Writing groups are really useful vehicles for subverting these popular assumptions about writing. Scholars exploring doctoral writing groups assume that writing is a social practice. Whenever we write, we write to someone, and writing groups make this sociality visible. This is especially true of writing in academe, where we are trying to figure out how to write to a larger community of scholars and peers. As Anthony Paré (2014) writes, writing groups provide a space for us to learn how to participate in these conversations. Writing groups provide us with opportunities to explore how to give feedback and experiment with thinking and arguing like a scholar. He also believes “opening one’s mouth to speak in the doctorate…[is] fraught with danger” (p. 25). What we write and how we write it affects the ways in which we are viewed by our communities. While we learn how to speak from supervisors, writing groups provide a safer environment to test out ideas, ways of talking, and ways of writing (Guerin, 2014; Paré, 2014; Starke-Meyerring, 2014).

Reflexive Strategies (Maggie) We want to wrap things up with some ideas for how to get the most out of a writing group, based partly on what we’ve experienced, and partly on the ideas of those who have come before us.

Our group meets once a week – many groups meet less frequently, but we’re using the weekly appointment as a way of keeping ourselves connected to the habit of public writing. Typically, we use the Pomodoro method, so in our two-hour session, we write in 25-minute sessions, taking a short break to chat, or share bits of our writing. More recently, especially as we worked on grant applications and candidacy papers, we decided to dedicate one session each month to a share-and-respond session, wherein we exchange computers and comment in writing on each other’s work. We discuss our comments before we end the session, but we each leave with at least two other people’s feedback recorded in our text, for reflection and reference.

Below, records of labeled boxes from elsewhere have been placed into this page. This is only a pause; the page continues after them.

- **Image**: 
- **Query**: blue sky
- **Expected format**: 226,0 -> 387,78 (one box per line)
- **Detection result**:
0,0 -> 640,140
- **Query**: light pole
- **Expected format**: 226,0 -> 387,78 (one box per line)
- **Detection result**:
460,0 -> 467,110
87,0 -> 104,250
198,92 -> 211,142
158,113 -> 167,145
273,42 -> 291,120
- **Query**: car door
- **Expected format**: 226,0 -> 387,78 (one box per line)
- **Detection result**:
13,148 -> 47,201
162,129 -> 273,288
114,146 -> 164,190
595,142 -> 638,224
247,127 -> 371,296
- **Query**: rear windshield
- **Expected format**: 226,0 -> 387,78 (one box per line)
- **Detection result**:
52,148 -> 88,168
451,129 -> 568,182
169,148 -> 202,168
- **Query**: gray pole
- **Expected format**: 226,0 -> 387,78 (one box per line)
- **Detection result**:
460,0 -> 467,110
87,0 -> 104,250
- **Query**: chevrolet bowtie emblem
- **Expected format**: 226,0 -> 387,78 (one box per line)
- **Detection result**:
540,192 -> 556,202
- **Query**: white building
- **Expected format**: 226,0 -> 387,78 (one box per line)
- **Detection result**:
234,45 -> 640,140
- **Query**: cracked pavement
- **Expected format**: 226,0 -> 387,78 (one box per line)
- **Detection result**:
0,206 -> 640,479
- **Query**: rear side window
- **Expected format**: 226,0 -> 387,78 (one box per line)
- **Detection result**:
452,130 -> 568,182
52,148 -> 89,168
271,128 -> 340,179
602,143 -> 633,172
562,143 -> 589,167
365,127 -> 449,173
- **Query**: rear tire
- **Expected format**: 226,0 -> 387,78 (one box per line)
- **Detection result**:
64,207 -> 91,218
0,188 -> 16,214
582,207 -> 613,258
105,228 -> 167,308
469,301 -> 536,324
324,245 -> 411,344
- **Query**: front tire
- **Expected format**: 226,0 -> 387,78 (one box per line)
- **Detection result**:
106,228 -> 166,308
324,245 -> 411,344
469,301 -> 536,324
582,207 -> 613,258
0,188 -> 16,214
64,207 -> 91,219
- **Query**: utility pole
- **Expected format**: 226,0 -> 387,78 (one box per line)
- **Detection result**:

Of course, there are many different writing group formats, and as you might expect, there are a ton of resources for writing groups online, which if nothing else speaks to their effectiveness. Most academic writing groups recommend a few basic tips, which we’ve included below, along with some links to other writing group resources.

One of the tips is to find a common goal. Although we’re all researching different things – Sarah M. is looking at teacher education in physical therapy, Sara D. is writing about doctoral writing, Erin is exploring how religious education can be beneficial in adult language learning, and Maggie is looking at development of teacher identity in higher education – we’ve been writing together for almost a year now. About a month ago, Sara D. had a brilliant idea – we should present on writing groups as part of the colloquium! And then she added the most enticing part: if that works out, we should write a paper.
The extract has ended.